The directory name argument is required; the others are optional.
The corpus directory cannot contain subdirectories.
The resulting output will be stored in the current working directory and lib/output. The output files include:
-
lib/output/final.beta
: The word-topic matrix, where each line denotes a topic, each column denotes a word, and each value is the likelihood that the word belongs to this topic. -
lib/prefixdocument2topic.txt
: The document-topic matrix, where each line is of the format:
[documentname]\t[topic1]:[value]\t[topic2]:[value]\t...
-
lib/prefixtopic.csv
: The topic 30 words from the entire corpus -
lib/prefixtopic.txt
: The top-k word distribution of topics. It is formatted as follows:
topic 000
"word1",value
"word2",value
...
"wordk",value
Topic 019
"word1",value
"word2",value
....
"wordk",value
NB: The compilation instructions below will not work for this repository, which does not include 'name.txt', which was used in the TechKnAcq-topic repository.
-
Given the co-occurrence matrices, the first step is to run the GraphFormat code (in
src/main/java/edu/isi/techknacq/topics/graph
) to generate the Pajek .net format. For an introduction to this format, see http://gephi.github.io/users/supported-graph-formats/pajek-net-format -
Compile:
mkdir classes
javac -cp "lib\\jackson-core-2.5.0.jar;lib\\KStem.jar;lib\\lucene-core-2.3.2.jar" \
-d classes @name.txt
- Run:
java [mainclassfilename] [keyfilename] [matrix] [outputfile]
Arguments:
- keyfilename or the topic file name.
- matrix: The co-occurrence matrix file name.
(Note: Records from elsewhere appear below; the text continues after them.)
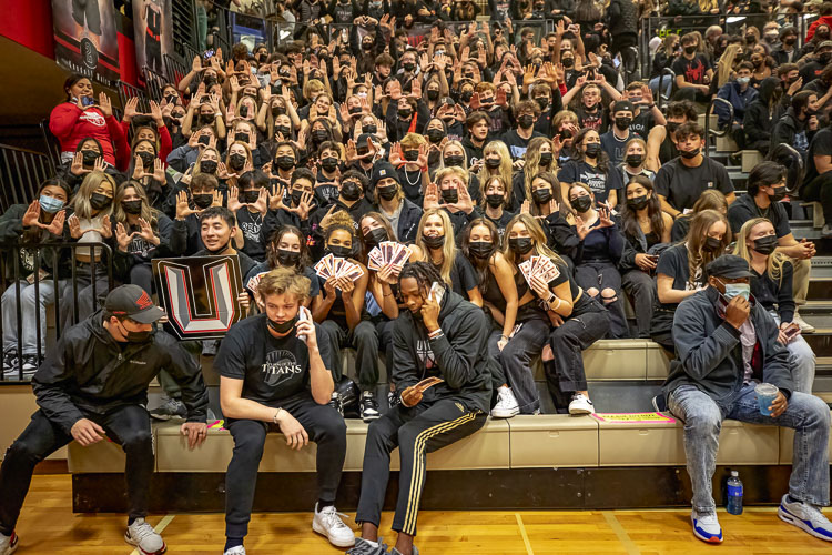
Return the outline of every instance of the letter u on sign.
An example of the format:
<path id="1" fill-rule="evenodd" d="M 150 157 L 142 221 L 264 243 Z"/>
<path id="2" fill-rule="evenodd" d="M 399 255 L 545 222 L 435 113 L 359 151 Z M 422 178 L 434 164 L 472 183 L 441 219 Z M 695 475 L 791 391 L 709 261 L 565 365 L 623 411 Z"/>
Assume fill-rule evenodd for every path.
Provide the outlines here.
<path id="1" fill-rule="evenodd" d="M 153 261 L 165 330 L 180 340 L 219 339 L 243 317 L 236 255 L 156 259 Z"/>

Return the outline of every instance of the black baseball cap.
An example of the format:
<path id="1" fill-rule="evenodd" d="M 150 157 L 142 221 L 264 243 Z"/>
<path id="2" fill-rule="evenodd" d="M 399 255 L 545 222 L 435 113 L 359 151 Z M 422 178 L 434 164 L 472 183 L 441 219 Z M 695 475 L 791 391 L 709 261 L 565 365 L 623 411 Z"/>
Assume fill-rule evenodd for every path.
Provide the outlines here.
<path id="1" fill-rule="evenodd" d="M 148 292 L 139 285 L 121 285 L 112 290 L 104 301 L 104 311 L 140 324 L 152 324 L 164 316 L 164 312 L 153 304 Z"/>
<path id="2" fill-rule="evenodd" d="M 723 254 L 706 266 L 708 275 L 714 278 L 727 278 L 737 280 L 740 278 L 751 278 L 748 261 L 735 254 Z"/>

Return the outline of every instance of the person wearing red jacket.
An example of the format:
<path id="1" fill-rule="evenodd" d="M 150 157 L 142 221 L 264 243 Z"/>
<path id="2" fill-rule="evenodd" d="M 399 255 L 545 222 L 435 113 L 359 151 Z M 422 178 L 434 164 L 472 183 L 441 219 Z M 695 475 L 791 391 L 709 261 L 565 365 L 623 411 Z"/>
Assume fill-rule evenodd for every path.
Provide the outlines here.
<path id="1" fill-rule="evenodd" d="M 124 171 L 130 163 L 116 163 L 116 152 L 129 152 L 126 137 L 113 117 L 110 99 L 103 92 L 94 104 L 92 83 L 80 74 L 72 74 L 63 84 L 67 100 L 58 104 L 49 117 L 49 130 L 61 142 L 61 160 L 71 161 L 78 143 L 93 138 L 101 143 L 106 163 Z"/>

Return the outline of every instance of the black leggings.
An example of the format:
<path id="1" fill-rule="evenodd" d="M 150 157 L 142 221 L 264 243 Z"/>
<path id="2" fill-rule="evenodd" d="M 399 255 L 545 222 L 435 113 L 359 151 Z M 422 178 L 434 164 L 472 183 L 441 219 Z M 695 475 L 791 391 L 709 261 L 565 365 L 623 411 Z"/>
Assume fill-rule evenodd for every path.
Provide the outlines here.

- outputfile: The name for the output file.
-
To run the hierarchical clustering over the outputed .net topic graph file, first compile Infomap using
make
. -
Run Infomap to get the hierarchy clustering. Use the --help flag to get detailed instructions for running Infomap.
-
You'll have obtained the hierarchy clustering resultsm, stored as .tree format outputted by Infomap and the information flow results that are stored as .flow format.
-
Obtain the .tree format and the information flow results .flow from running the infomap with the .net format for co-occurrence matrices, see (TechKnAcq-hierarchy clustering) in above for more details.
-
Run the ReadFlowNetwork under TechKnAcq-topic/TopicModeling/src/util to obtain the edge table format for the topic dependency Graph
2.1. Compile the ReadFlowNetwork
javac -cp "lib\\jackson-core-2.5.0.jar;lib\\KStem.jar;lib\\lucene-core-2.3.2.jar" \
-d classes @name.txt
2.2. Run the ReadFlowNetwork
java -classpath ".\classes;lib\\jackson-core-2.5.0.jar;lib\\KStem.jar;lib\\lucene-core-2.3.2.jar" \
-Xmx1024m util.ReadFlowNetwork [arguments]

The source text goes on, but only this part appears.